A relationship built on what seems to be accountability, the left-leaning cable news channel MSNBC has been the proverbial thorn in the current administration’s side. Popular TV host such as Rachel Maddow, Joe Scarborough and Al Sharpton have brought to light some of the most discriminatory practices of the administration, and finding themselves star players in the president’s almost predictable early morning #FakeNews tweet fest. President Trump’s disdain for MSNBC and the politics espoused on the network has been well documented.
But then something happened to change his mind.
In mid August, Solicitor General Noel J. Francisco filed a 33-page amicus brief in the U.S. Supreme Court that not only soften his public opinion about this media goliath, but created a political alliance that could shift civil rights forever.
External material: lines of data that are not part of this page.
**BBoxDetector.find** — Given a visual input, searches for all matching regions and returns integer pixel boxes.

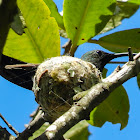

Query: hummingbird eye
[96,50,102,56]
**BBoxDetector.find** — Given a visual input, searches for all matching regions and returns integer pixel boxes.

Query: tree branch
[34,53,140,140]
[16,110,45,140]
[0,113,19,135]
[0,126,15,140]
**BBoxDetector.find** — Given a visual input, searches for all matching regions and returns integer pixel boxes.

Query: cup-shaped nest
[33,56,101,122]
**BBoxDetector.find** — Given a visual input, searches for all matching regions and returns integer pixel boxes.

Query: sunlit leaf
[4,29,42,63]
[4,0,60,63]
[100,1,139,34]
[89,85,129,130]
[98,28,140,53]
[64,120,89,140]
[43,0,64,29]
[63,0,116,46]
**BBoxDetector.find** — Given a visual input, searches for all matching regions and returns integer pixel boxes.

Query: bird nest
[32,56,101,122]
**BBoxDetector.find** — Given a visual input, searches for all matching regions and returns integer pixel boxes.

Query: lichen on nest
[33,56,101,122]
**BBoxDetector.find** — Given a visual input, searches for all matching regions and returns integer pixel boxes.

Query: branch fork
[34,52,140,140]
S. G. Fransico’s brief supports Comcast’s position in its $20 billion civil rights case, lead by Entertainment Studio’s Byron Allen. Allen’s lawsuit contends that Comcast has discriminated against him by not carrying his collective of cable channels. The case has found its way all the way up to the Supreme Court, with an upcoming hearing on Nov. 13. Both sides believe for very different reasons that whatever the decision is in this case (as noted in the brief), “may have repercussions for other federal anti-discrimination laws that the United States enforces or that apply to the federal government.”
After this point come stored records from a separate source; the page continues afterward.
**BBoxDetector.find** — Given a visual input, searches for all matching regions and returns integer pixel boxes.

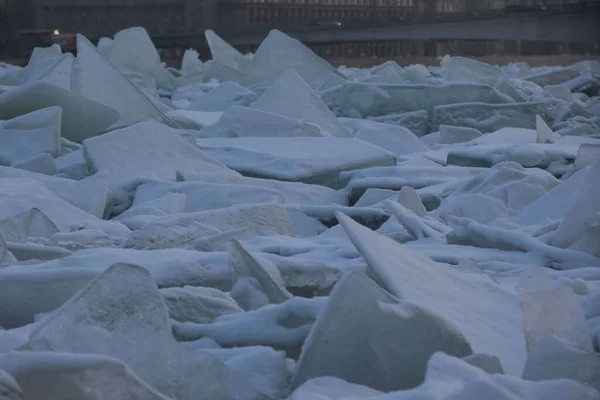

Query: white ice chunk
[536,114,558,143]
[0,167,109,219]
[552,157,600,256]
[132,180,283,213]
[180,49,203,76]
[433,193,512,224]
[520,285,592,354]
[573,143,600,172]
[27,52,73,91]
[522,336,600,391]
[176,169,348,206]
[22,263,269,400]
[544,84,573,102]
[462,353,504,374]
[167,110,223,129]
[160,286,242,324]
[368,110,431,137]
[402,64,432,84]
[200,60,245,83]
[0,208,58,242]
[398,186,427,217]
[0,178,129,238]
[355,188,398,208]
[23,45,62,82]
[187,82,256,112]
[433,102,555,133]
[335,212,527,375]
[229,239,292,309]
[0,81,119,143]
[355,120,429,156]
[173,296,326,359]
[114,192,186,230]
[205,29,250,73]
[243,30,343,88]
[0,351,169,400]
[73,34,177,128]
[109,27,175,90]
[525,68,580,87]
[439,124,482,144]
[443,56,503,86]
[253,69,352,138]
[124,203,295,250]
[363,61,405,84]
[97,37,114,58]
[12,153,57,175]
[317,73,347,91]
[0,107,61,165]
[197,105,328,138]
[83,120,236,190]
[199,346,289,400]
[293,271,472,391]
[322,82,513,120]
[197,137,396,188]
Allen’s lawsuit was filed against Comcast in California under the Civil Rights Act of 1866 law. The over 150 year old law may seem dated or even archaic in some circles (after all America has witness its first African American president), but many scholars believe that an attack on this law will jeopardize the civil rights of people of color indefinitely.
The Civil Rights Act of 1866 was instituted after the end of slavery to ensure that African Americans have the same rights as whites, particularly as it pertains to business contracts. The Reconstruction-era law also protected newly freed Black people from abuse in the work place, as they were now legally entering into contracts with their former owners.
According to the Philadelphia Inquirer, Drexel University professor from the Thomas R. Kline School of Laws said that “today very few people are openly racist, so they hide behind other reasons. A law that requires someone to say that race is the only reason for discrimination will be very hard to prove.”